Я не знаю, что произошло: что-то большое и доселе нетронутое всколыхнулось во мне и широко открылось навстречу чувству артиста. Мучительное несоответствие между зрелым человеком и образом юноши бесследно исчезло. Он бесповоротно подчинил меня своей воле, своим страстям. Его голос, полный какой-то колдовской, магической силы, подобно могучей музыке, проникал в душу, заставляя ее радостно трепетать. Я ловил каждое слово Качалова, следил за каждым жестом… Да, это Чацкий, горячий, влюбленный и какой-то мятежный!..

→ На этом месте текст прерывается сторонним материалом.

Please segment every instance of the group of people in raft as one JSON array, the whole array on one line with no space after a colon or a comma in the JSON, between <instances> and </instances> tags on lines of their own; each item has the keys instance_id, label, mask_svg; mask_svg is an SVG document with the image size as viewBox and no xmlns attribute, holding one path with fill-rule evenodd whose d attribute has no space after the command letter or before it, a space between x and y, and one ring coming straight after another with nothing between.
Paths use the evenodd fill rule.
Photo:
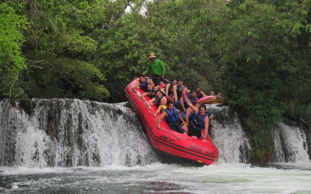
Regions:
<instances>
[{"instance_id":1,"label":"group of people in raft","mask_svg":"<svg viewBox=\"0 0 311 194\"><path fill-rule=\"evenodd\" d=\"M208 113L205 105L195 102L206 95L199 86L196 90L188 92L182 79L174 79L172 82L160 89L160 82L161 78L164 78L165 67L163 62L156 58L154 53L150 53L151 61L147 70L139 76L139 82L132 87L132 91L136 92L136 88L139 87L145 92L141 94L140 97L145 101L144 97L146 96L151 98L147 102L148 108L151 109L152 103L156 105L158 109L154 115L161 113L157 121L158 128L161 128L161 121L165 119L172 130L195 139L200 138L202 130L205 129L203 141L207 141ZM149 74L149 78L145 76L146 74ZM154 87L154 83L156 87ZM213 91L210 96L215 96ZM220 94L217 96L221 98Z\"/></svg>"}]
</instances>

И мне вдруг стало страшно: мысль, смутно, неосознанно беспокоившая меня в последний год, прояснилась, поразив своей остротой и беспощадностью, — я должен оставить школу, я должен это сделать ради великого искусства, перед которым преклоняюсь.
После спектакля захотелось остаться с самим собой. Попрощавшись с друзьями, я прошел по улице Пушкина к центру, обогнул гостиницу «Москва» и через Красную площадь спустился на набережную.